Alif the Unseen is a mess of a book, but in a good way. There is elements of cyberpunk, graciously borrowed from Neuromancer. There’s revolutionaries straight from today’s news stories. There’s teenager drama that would be right at home at Degrassi High. And underneath all of that is the Quran.
Alif is a “grey hat”, which is what H4X0rz (sorry, I’m from the 90s, I had to) are calling themselves now, I guess. Alif’s clients needs to keep their sites of objectionable content up and out of the control of the government’s censorship programs. After a bad break up, his ex sends him a strange, ancient book. The book catapults him and his neighbor, Dina (seriously, Dina is amazing and I want more Dina stories because she is the best), into several life threatening adventures, in real life, in online life and in the world of the jinn.
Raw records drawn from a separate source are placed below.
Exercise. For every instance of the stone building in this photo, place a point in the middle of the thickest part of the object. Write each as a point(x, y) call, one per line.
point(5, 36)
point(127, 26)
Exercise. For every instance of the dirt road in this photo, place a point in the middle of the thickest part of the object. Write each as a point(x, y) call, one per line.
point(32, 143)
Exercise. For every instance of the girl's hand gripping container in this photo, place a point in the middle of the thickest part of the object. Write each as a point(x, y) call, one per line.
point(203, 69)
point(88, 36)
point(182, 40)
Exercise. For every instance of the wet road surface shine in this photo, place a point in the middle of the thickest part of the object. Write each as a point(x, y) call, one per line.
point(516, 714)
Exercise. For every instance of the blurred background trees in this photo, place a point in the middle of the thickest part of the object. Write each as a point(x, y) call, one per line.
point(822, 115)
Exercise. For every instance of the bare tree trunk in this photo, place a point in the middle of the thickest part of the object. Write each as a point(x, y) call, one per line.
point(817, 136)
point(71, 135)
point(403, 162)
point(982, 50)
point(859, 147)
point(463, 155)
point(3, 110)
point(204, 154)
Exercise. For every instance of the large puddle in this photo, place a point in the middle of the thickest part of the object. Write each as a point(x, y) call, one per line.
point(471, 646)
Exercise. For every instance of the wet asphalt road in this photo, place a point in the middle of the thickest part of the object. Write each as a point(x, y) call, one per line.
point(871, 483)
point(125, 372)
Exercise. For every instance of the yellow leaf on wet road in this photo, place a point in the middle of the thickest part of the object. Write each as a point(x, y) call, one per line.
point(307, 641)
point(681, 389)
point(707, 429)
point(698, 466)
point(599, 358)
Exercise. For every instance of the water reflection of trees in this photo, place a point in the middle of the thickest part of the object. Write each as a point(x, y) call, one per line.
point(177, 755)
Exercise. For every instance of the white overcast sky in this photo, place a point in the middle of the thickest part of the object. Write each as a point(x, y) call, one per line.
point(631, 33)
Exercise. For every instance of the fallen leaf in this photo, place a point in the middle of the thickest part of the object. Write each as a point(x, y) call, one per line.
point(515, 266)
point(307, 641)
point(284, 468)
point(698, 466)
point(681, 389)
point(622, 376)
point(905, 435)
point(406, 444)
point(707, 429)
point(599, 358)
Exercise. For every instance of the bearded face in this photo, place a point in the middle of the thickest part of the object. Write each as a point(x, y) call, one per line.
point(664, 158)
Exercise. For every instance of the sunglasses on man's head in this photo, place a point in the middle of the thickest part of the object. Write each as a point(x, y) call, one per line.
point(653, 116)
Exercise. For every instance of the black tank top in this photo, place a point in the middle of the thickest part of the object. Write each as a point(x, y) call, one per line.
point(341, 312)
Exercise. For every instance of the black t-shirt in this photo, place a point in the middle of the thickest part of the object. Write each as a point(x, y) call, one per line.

The first two acts are incredible. The setting, the culture, the diversity of the characters are all so refreshing and original for science fiction. It’s the third act where the plot begins to stumble and fall apart. After Alif escapes prison with the help of NewQuarter01 (normally I hate when a character gets introduced so late in the game, but NewQuarter is a delight), the story looses steam. There’s a lot of techspeak, which, for a layperson like me, caused my eyes to glaze over. The climax gets resolved with the help of a deus ex machina mob that just wanders in at a pivotal moment. For maybe a minute, you’re made to think that a main character has bit the dust, but it’s a painfully obvious little twist that only Alif doesn’t see coming.
Then there’s Insitar, the ex, the plot device with no personality. Insitar and Alif are suppose to be so in love that early on, they sign a marriage contract (even though, without witnesses, it technically isn’t valid). Then they break up and Alif realizes the real love of his life is Dina. I know how fickle teenage love is, but the speed at which Alif drops the torch he was carrying for Insitar is almost instantaneous. Soon, Alif is noticing how pouty and high maintenance she is. At the inevitable final confrontation with Insitar, Alif stops a group of men from the revolt from bothering her; the implication is pretty clear that they were going to rape her. After a short conversation where Insitar realizes Alif is with Dina now, she just…wanders off. Into a mob. That was going to rape her a minute ago. But that’s no big deal, because Alif is with Dina and they walk home together. Alif offers a pity “you can come with us” to her, but no, she’s fine. In the mob. That was going to rape her a minute ago. So I’m Team Dina and Team Insitar. Or Team Give Insitar a Personality Make Over and Not let Her Get Raped in The Mob at least.
Even with the lackluster third act, I would still recommend Alif the Unseen to any science fiction lover that loves to try new things.